Grundvoraussetzung ist ein robustes Stativ, das für das Gewicht der Kameraausrüstung ausgelegt ist. Ein leichtest Tischstativ wird Mühe haben, das Gewicht einer Spiegelreflexkameras zu halten.

Ein Stativ sollte zu Ihrer Ausrüstung passen. Wählen Sie aus Gewichtsgründen ein zu kleines oder leichtes, kann die Bildqualität leiden, da das Gewicht der Kamera in jeder Lage problemlos gestützt werden muss, um scharfe Bilder zu bekommen. Achten Sie beim Kauf deshalb auf die Tragkraft von Stativ und Stativkopf.

Bei Stativaufnahmen ist ein guter Standort nicht nur für die Bildgestaltung entscheidend. Ein stabiler Untergrund kann wesentlich dazu beitragen, ob ein Bild scharf wird oder nicht.

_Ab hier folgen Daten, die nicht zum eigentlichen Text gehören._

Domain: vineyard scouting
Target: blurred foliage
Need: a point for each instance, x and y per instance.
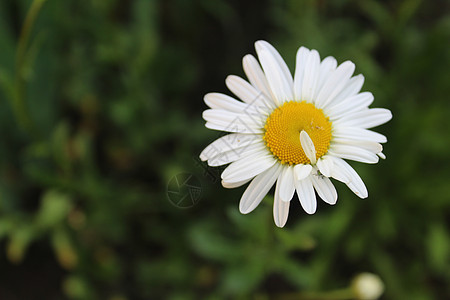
(100, 106)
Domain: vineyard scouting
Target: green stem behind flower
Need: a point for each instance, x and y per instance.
(18, 98)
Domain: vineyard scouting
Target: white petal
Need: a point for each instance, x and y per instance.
(227, 121)
(343, 172)
(302, 171)
(278, 84)
(306, 195)
(236, 154)
(351, 105)
(335, 84)
(324, 188)
(247, 93)
(325, 165)
(232, 185)
(373, 147)
(352, 88)
(286, 183)
(247, 167)
(236, 126)
(225, 102)
(302, 56)
(258, 188)
(286, 73)
(280, 208)
(355, 133)
(308, 146)
(366, 119)
(311, 76)
(353, 153)
(234, 141)
(327, 67)
(256, 75)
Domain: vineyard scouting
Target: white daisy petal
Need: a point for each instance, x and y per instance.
(229, 142)
(227, 121)
(232, 185)
(221, 101)
(373, 147)
(308, 146)
(311, 76)
(351, 105)
(287, 185)
(232, 155)
(324, 188)
(302, 171)
(302, 56)
(259, 45)
(366, 119)
(280, 208)
(306, 195)
(248, 167)
(278, 84)
(237, 127)
(256, 75)
(247, 92)
(353, 153)
(258, 188)
(325, 165)
(346, 174)
(335, 83)
(327, 66)
(352, 88)
(355, 133)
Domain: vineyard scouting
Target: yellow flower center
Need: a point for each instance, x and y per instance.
(283, 128)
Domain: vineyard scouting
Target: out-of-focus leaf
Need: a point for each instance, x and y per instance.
(55, 206)
(20, 239)
(64, 248)
(438, 241)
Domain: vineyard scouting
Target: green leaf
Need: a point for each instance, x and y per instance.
(54, 208)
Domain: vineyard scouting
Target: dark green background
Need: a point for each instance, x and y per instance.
(103, 107)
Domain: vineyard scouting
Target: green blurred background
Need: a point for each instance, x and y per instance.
(100, 107)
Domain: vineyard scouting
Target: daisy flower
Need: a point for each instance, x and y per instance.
(293, 131)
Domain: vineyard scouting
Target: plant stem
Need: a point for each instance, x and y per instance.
(18, 99)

Die häufigsten Standortfehler:

  • Befahrene Brücken oder schwimmende Schiffstege schwanken fast immer. Langzeitaufnahmen sind praktisch nicht möglich. Wählen Sie einen anderen Standort oder eine kurze Belichtungszeit.
  • Bei weichem oder sumpfigem Untergrund kann das Stativ einsinken
  • Rutschige Steine an Gewässern oder bei Regen sind kein idealer Untergrund. Stative mit ausfahrbaren Metall-Spikes bieten dazu mehr Sicherheit, da das Stativ sonst abrutschen oder stürzen kann.
    Auf Parkettboden oder Hochglanzböden bei Innenarchitektur sind Metallspikes aber Tabu.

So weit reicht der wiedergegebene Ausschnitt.